Yuhnzu Li, professeur à l'Université Columbia et co-fondateur de SceniX, défend une thèse tranchée dans un secteur en pleine effervescence : la simulation est la clé de voûte du développement robotique moderne, pas un outil auxiliaire. L'entretien intervient alors que l'industrie humanoïde accumule les annonces de production à grande échelle et que l'IA générative nourrit des attentes parfois déconnectées du terrain.
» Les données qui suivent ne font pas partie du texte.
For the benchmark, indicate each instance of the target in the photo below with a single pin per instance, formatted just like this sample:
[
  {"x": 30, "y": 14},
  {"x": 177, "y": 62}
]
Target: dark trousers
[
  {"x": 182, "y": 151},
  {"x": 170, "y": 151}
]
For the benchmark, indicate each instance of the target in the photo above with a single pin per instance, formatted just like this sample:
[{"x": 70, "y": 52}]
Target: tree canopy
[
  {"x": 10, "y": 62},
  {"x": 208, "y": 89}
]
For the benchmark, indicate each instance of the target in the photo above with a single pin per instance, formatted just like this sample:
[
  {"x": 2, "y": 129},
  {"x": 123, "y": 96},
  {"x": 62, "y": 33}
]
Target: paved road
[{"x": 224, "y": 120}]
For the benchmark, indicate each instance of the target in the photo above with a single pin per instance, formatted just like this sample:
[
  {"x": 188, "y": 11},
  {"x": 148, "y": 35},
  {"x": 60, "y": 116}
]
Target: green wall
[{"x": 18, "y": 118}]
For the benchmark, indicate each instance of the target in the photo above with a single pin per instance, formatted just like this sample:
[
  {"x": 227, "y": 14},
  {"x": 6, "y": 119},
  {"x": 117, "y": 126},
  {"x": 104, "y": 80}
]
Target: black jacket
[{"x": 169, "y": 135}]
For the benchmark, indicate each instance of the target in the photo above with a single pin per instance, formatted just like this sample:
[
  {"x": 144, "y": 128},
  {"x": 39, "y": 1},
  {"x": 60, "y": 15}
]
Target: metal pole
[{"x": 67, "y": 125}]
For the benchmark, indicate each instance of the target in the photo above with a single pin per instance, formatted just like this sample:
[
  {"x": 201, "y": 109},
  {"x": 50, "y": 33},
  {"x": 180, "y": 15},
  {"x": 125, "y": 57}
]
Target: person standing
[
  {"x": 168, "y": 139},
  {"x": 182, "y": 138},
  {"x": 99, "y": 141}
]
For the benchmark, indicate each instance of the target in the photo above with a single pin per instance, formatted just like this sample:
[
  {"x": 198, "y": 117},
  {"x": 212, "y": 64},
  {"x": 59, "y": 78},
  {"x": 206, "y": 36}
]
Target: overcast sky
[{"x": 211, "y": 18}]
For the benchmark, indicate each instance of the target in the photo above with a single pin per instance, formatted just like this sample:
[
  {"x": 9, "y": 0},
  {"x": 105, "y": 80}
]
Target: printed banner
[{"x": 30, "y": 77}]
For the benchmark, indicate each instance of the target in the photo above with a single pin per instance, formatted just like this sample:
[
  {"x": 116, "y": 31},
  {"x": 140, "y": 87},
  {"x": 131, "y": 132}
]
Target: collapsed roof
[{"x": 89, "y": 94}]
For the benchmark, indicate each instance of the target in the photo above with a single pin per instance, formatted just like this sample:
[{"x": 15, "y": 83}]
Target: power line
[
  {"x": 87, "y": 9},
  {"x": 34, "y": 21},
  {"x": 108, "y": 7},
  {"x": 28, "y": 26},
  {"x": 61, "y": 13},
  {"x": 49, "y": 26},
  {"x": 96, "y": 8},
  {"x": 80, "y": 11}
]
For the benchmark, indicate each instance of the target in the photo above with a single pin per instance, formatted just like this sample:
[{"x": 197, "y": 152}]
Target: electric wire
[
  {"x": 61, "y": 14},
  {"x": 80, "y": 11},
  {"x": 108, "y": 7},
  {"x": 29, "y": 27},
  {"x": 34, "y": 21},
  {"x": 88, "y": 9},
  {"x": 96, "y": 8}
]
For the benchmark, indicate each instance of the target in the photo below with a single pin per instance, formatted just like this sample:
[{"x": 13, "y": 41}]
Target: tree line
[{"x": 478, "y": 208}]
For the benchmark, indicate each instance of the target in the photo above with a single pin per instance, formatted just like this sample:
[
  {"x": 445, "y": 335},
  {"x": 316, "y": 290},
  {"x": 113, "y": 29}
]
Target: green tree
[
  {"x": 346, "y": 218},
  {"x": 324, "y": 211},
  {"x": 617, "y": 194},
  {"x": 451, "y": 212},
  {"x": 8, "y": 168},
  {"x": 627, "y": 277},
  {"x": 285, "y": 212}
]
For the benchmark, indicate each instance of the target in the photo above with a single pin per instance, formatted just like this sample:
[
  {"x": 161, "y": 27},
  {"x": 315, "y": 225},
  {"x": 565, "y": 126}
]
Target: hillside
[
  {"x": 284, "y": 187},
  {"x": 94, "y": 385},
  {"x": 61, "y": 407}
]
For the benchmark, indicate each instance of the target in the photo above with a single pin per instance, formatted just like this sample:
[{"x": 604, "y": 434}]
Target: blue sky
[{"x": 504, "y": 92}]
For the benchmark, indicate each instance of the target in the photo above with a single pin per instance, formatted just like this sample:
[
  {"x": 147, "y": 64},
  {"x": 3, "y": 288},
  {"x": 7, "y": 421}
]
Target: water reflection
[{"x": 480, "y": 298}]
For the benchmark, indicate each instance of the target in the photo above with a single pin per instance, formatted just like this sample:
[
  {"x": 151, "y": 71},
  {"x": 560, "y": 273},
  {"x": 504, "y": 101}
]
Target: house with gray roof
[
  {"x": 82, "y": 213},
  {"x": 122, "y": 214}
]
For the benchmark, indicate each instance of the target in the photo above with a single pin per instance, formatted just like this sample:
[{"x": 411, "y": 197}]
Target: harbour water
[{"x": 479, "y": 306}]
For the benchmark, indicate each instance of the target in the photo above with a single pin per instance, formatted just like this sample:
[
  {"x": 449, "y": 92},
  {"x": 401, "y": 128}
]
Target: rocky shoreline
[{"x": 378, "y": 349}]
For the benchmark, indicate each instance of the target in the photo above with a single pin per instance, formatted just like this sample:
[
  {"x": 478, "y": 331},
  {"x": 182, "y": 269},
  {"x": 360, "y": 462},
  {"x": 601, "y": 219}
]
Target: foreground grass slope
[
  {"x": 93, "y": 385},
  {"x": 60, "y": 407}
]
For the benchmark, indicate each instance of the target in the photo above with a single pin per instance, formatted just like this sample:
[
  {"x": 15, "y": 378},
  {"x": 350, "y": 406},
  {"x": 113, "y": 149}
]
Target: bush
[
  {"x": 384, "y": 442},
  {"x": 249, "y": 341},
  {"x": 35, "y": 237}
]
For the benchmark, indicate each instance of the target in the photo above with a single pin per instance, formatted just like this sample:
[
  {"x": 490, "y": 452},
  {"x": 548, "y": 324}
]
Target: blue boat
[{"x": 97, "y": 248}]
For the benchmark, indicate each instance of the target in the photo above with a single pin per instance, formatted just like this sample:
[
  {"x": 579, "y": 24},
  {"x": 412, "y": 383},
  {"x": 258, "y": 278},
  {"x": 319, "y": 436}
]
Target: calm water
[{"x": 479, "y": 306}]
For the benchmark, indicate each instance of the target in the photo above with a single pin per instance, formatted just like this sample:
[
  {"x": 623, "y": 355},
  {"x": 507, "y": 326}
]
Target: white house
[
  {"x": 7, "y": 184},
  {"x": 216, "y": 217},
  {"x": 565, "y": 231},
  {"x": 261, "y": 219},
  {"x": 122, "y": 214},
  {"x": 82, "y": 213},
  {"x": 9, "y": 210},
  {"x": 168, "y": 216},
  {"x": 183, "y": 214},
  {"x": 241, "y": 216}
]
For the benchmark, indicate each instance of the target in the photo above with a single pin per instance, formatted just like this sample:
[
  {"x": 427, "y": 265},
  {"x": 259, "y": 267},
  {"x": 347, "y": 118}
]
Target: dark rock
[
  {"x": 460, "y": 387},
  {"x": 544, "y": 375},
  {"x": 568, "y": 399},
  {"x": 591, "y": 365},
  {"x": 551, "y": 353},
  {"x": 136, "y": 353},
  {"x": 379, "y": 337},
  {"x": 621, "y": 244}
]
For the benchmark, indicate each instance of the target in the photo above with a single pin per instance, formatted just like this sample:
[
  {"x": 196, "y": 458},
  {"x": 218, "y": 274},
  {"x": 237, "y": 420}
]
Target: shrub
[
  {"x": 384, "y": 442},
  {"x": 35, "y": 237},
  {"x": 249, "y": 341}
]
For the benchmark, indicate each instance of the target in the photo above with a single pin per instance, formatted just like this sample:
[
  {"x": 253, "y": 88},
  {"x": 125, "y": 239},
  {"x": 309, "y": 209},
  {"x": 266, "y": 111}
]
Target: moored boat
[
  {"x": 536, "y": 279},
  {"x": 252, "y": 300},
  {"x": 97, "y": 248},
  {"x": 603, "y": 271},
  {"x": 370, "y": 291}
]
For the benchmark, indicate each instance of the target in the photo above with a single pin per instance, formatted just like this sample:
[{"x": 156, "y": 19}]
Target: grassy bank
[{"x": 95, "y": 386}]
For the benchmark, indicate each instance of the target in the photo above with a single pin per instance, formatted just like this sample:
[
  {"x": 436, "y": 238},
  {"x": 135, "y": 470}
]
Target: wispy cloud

Li, chercheur ancré dans la robotique fondamentale, rappelle que les démonstrations publiques reflètent rarement la robustesse opérationnelle réelle des systèmes.
Le positionnement de SceniX éclaire un enjeu industriel concret : le sim-to-real gap, c'est-à-dire l'écart de performance entre un robot entraîné en simulation et ce même robot déployé en environnement physique non contrôlé. Résoudre ce gap est devenu le problème n°1 des équipes qui développent des politiques de contrôle visuomotrices (VLA), car générer suffisamment de données réelles reste coûteux et lent. Une simulation de haute fidélité permet de produire des millions d'épisodes d'entraînement que l'on ne pourrait pas collecter physiquement à coût raisonnable, ce qui conditionne directement la vitesse de commercialisation.
SceniX émerge dans un marché des outils de simulation robotique de plus en plus disputé : Isaac Sim de NVIDIA, MuJoCo maintenu par DeepMind/Google, Genesis ou encore le récent projet Cosmos d'NVIDIA ciblent le même besoin. L'ancrage académique de Li à Columbia lui confère une crédibilité sur la rigueur méthodologique, là où les acteurs commerciaux sont davantage jugés sur leurs benchmarks. La prochaine étape logique pour SceniX sera de démontrer que ses environnements synthétiques tiennent leurs promesses sur des robots en production réelle, pas seulement en laboratoire.